# Mapmaking Discussion & Philosophy (WIP/Critique) > General and Miscellaneous Mapping >  First Photoshop Map Ever [WIP]

## Redleg

So after hand drawing maps for a long time I wanted to see what digital cartography was all about. Its definitely challenging. Hats off to all of you out there! This is mostly a test map that I did while following along to a tutorial. Took about 3 hours (Messed up borders a few times, and some other stuff), but I had a blast learning how to use Photoshop. I am currently creating a universe (In the LORE phase now) so I may actually use this continent at some point. Let me know what you guys think. I held off on names and whatnot for now because I wanted to take my time with it. Printed out the map and will jot notes on it for names, and histories so it makes sense. Any feedback is welcome! Thanks again, this is a great community!

----------


## Dowly

I really like how you have placed your rivers, they make sense in how they flow through the low ground instead of through mountains for example.

Is that by any chance a Dwarf Fortress map you have used as a base? The two lakes up north with rivers flowing through are very familiar features of DF maps.

Btw, if you are more familiar with hand drawn maps, maybe you should think about getting a drawing tablet (if you dont have one already).
Many of the Wacom tablets are pretty cheap.  :Smile:

----------


## Redleg

I actually have never seen anything from Dwarf Fortress.
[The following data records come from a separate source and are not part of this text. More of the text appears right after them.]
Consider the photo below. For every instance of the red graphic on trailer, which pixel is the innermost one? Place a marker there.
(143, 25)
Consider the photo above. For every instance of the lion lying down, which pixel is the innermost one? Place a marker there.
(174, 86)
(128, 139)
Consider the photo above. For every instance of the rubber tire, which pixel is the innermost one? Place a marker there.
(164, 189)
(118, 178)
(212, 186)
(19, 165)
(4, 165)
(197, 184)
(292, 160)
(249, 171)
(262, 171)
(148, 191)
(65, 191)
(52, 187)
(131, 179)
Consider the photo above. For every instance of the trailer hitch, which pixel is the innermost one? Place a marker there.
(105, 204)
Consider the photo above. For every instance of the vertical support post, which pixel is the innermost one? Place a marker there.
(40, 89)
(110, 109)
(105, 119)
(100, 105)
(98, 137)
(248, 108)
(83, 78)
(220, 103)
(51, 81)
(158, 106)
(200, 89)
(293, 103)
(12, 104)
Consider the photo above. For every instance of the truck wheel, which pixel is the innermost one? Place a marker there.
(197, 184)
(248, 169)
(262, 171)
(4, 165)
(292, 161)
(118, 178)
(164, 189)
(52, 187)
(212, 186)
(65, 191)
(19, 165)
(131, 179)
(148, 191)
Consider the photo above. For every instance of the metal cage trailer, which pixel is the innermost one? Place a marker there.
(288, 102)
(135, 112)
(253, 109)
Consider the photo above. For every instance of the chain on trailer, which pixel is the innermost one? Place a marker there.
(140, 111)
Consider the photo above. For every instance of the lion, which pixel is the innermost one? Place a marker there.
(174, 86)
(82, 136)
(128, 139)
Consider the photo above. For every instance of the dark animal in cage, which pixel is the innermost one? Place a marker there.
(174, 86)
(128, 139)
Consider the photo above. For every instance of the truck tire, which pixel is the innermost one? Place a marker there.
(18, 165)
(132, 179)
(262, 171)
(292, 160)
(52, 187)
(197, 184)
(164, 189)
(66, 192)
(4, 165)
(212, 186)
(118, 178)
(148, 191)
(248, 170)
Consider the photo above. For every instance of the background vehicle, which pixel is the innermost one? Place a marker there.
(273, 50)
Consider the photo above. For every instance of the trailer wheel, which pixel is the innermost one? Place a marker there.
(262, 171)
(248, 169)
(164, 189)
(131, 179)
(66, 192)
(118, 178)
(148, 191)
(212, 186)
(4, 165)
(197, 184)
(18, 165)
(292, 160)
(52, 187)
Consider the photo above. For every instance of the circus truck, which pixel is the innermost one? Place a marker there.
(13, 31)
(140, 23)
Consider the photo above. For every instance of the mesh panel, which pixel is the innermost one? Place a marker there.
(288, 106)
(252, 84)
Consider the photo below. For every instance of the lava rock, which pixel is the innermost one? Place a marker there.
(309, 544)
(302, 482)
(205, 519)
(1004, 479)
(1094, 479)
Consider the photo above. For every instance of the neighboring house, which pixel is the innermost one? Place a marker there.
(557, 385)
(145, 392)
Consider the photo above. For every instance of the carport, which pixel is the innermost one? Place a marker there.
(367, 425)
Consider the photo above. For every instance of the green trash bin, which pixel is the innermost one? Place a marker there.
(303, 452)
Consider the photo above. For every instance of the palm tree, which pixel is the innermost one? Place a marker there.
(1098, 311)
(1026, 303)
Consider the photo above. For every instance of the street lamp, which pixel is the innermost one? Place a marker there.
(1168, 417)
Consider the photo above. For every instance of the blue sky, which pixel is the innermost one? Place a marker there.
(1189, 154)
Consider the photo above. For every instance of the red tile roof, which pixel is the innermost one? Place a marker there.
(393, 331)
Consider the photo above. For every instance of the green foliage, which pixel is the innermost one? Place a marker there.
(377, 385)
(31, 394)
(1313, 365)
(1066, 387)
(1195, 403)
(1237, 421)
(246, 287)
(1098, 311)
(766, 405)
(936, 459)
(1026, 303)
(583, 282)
I am partial to the hand drawn appearance of maps and have since picked up a cheap tablet for about $30 (Originally $80). Its been great, but definitely takes some getting used to. I instinctively want to look down at the tablet when drawing instead of my monitor. I plan on starting either a sketch style, or an ancient style map soon since thats more of my taste. Especially for the world I am currently working on.

----------